Cette réflexion faite au responsable presse KTM, nous voilà sortis de Lyon en
un clin d’oeil, tant le rayon de braquage réduit et la maniabilité de l’engin sont évidents ! Une urbaine née, mais qui ne demande qu’à s’exprimer ailleurs. Filons donc en direction des cols des Alpes.
Sur un fil
À son guidon, on constate que la position de conduite a évolué agréablement. Les
nouvelles platines repose-pieds surélevées basculent le pilote sur l’avant. La selle est
naturellement plus haute par le choix d’un angle de colonne de direction et d’une
fixation du bras oscillant différent. Notons que l’espace pour les jambes reste convenable, comme de coutume sur les autrichiennes.
Plus dynamique, cette position lui va comme un gant (racing) et cette « R » s’avère même moins fatigante à la longue que la 790… À moins que ce confort accru ne soit aussi le fait des nouvelles suspensions WP ! Pourvues d’éléments de la série Apex entièrement réglables, elles sont de qualité nettement supérieure. En action, la 890 R lisse la route et dispose enfin de la retenue hydraulique nécessaire. Sa devancière avait tendance à s’avachir sèchement sur chaque cahot, puis à rebondir à la sortie de l’obstacle. Lancée dans le col du Semnoz, sur les hauteurs d’Annecy, elle tranche enfin l’asphalte, tel un véritable « scalpel » pour reprendre la terminologie de la marque. La différence est si marquée, qu’elle relègue sa petite soeur au rang de couteau à beurre.
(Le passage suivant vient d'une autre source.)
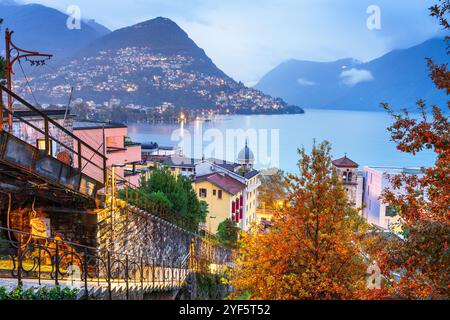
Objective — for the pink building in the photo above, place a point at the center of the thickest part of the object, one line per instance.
(119, 150)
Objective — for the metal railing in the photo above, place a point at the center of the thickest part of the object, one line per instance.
(40, 261)
(133, 195)
(49, 142)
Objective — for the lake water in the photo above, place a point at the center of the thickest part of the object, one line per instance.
(362, 135)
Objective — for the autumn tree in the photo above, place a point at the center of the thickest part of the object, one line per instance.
(314, 249)
(420, 257)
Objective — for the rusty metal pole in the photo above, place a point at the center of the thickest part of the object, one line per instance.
(1, 110)
(9, 76)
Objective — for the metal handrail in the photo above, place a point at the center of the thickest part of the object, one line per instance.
(48, 120)
(51, 259)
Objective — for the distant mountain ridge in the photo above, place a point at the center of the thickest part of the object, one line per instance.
(153, 64)
(159, 35)
(398, 78)
(40, 28)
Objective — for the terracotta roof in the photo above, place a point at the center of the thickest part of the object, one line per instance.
(224, 182)
(345, 162)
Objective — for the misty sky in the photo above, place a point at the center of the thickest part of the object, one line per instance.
(247, 38)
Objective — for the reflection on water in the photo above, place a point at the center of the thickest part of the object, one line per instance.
(362, 135)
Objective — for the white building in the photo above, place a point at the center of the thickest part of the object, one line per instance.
(347, 171)
(377, 179)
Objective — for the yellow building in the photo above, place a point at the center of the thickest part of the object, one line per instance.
(224, 196)
(229, 189)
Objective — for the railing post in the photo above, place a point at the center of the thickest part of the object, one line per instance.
(172, 269)
(164, 274)
(80, 166)
(153, 273)
(1, 109)
(126, 275)
(142, 274)
(39, 266)
(57, 263)
(85, 271)
(108, 275)
(179, 273)
(47, 137)
(19, 261)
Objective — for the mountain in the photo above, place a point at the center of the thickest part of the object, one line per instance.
(153, 64)
(160, 36)
(399, 78)
(39, 28)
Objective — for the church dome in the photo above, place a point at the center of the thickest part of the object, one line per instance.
(246, 155)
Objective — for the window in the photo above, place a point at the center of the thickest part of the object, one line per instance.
(391, 211)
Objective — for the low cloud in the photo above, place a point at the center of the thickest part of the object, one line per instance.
(352, 77)
(305, 82)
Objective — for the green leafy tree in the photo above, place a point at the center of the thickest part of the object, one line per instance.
(174, 195)
(228, 233)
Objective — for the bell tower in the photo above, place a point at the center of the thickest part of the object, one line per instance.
(347, 171)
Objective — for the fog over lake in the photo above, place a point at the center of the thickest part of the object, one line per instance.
(363, 136)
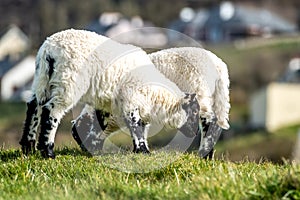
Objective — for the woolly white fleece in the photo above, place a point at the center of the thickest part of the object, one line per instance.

Sans aucun doute l’amélioration la plus flagrante sur le modèle.
Pour quelques cm3 de plus
Répondant avec précision à la moindre impulsion sur le guidon, la 890 R encaisse
aussi avec plus d’aisance la charge accrue du moteur à chaque sollicitation de l’accélérateur.
Le bicylindre n’a pas vu seulement sa cylindrée croître (par augmentation de la course et de l’alésage), il reçoit aussi un nouveau vilebrequin aux masses mobiles alourdies de 20 %. Sur le papier, c’est 16 chevaux et 1,3 m.kg de gagnés, à des régimes équivalents (9 000 et 8 000 tr/min, respectivement).
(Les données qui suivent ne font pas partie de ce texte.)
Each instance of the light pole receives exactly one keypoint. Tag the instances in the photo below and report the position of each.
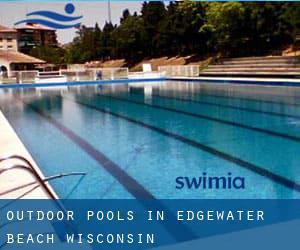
(109, 11)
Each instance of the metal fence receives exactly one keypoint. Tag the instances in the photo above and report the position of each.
(95, 74)
(180, 70)
(69, 75)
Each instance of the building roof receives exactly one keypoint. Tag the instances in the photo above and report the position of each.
(17, 57)
(33, 26)
(6, 29)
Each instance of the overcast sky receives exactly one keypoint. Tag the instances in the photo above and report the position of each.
(92, 11)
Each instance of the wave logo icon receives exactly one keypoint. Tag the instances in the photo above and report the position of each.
(54, 20)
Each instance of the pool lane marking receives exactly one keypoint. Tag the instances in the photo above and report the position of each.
(128, 182)
(242, 163)
(251, 99)
(272, 113)
(205, 117)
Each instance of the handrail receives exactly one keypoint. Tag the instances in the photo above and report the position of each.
(31, 169)
(47, 179)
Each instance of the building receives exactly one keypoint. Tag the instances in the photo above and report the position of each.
(10, 58)
(8, 39)
(34, 35)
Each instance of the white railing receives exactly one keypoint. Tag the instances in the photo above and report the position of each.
(180, 70)
(92, 74)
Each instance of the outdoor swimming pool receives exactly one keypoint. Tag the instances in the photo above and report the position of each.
(134, 140)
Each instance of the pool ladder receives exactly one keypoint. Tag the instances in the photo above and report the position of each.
(27, 166)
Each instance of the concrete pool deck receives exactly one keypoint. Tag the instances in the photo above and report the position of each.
(244, 80)
(10, 144)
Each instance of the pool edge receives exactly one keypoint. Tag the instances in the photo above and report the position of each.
(13, 145)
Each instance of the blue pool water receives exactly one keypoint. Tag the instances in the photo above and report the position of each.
(134, 140)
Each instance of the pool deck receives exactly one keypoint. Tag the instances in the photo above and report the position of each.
(295, 82)
(10, 144)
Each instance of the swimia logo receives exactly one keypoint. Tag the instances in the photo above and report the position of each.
(54, 20)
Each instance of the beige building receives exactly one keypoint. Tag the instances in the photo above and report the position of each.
(8, 39)
(10, 58)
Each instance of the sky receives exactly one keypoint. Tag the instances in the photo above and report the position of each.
(92, 12)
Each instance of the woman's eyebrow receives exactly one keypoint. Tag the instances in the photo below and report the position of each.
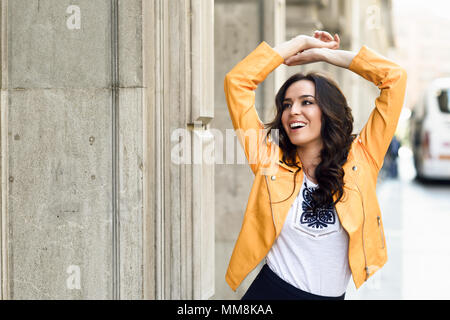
(301, 97)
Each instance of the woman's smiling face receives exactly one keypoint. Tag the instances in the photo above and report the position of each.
(302, 116)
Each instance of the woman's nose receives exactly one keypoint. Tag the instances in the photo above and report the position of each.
(296, 108)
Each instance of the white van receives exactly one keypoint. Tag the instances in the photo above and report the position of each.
(430, 132)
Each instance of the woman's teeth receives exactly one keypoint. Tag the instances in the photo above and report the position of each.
(297, 125)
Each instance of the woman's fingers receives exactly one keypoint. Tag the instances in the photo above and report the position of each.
(323, 36)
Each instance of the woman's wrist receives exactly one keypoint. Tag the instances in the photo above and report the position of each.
(291, 47)
(339, 58)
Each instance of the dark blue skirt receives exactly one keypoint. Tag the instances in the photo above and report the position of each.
(269, 286)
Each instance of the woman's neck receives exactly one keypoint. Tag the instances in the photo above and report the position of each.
(310, 159)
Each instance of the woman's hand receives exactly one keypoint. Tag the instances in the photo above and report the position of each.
(321, 39)
(340, 58)
(315, 53)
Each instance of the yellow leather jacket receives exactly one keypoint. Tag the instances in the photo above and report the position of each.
(358, 210)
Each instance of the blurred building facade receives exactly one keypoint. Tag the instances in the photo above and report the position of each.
(239, 27)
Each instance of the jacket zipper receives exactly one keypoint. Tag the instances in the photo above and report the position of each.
(381, 232)
(362, 236)
(271, 210)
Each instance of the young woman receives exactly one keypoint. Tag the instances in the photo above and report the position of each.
(313, 213)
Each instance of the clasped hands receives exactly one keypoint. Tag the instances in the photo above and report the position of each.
(311, 49)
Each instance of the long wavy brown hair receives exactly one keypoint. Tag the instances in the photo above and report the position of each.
(336, 133)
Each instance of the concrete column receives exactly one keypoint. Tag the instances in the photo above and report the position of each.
(239, 27)
(93, 207)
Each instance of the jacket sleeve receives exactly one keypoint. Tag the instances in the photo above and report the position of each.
(240, 85)
(390, 78)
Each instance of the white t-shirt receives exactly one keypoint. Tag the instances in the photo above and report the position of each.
(311, 252)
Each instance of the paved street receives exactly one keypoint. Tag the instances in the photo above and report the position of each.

Dans la pratique, une 890 R se détache rapidement de la 790 sur chaque rapport !
Plus précise à la réponse des gaz, elle révèle tout le potentiel de ce moteur au caractère encore plus enjoué. Vibrant peu, mais grognant fort, il fait preuve d’une souplesse correcte en reprenant sous les 3 500 tr/min, mais surtout d’un couple étonnant à ces régimes. De quoi propulser très rapidement la machine aux vitesses légales, eu égard à son poids plume. À 5 500 tr/min sur le 6e rapport, la Duke R croise sagement à 130 km/h. Un léger appui sur le sélecteur à la course plus courte et le shifter (optionnel sur ce modèle !) passe la 5e avec précision.
Rotation de la poignée « ride by wire », et la montée en régime s’e-ectue sans jamais
faiblir jusqu’à la zone rouge (9 500 tr/min) : bel exemple de régularité autrichienne !
Après le sport, le réconfort !
Efficace avant tout, ce moteur, toujours homologué Euro 4, se montre aussi économe, avec une moyenne mesurée à 5,5 litres aux cent… Sans jamais chercher à le ménager, bien au contraire ! Car cette Duke est une véritable invitation à la balade
sportive. Les premiers virages à son guidon surprennent même les plus aguerris par sa légèreté, et il faut réapprendre à ajuster sa trajectoire, tant elle s’avère rapide à l’inclinaison.
Sur sol sec, le grip des nouveaux pneus spécifique au modèle - des Michelin
Power Cup Evo 2CT - amplifie cette sensation de sécurité. Un rapide échange via
les réseaux sociaux avec un ami et confrère anglais en essai sur le même modèle, sous la pluie en Angleterre (Simon Lee de Performance Sport Bike), me force à tempérer ce propos : par temps froid et humide, ces pneus quasi slicks peuvent réserver de très mauvaises surprises !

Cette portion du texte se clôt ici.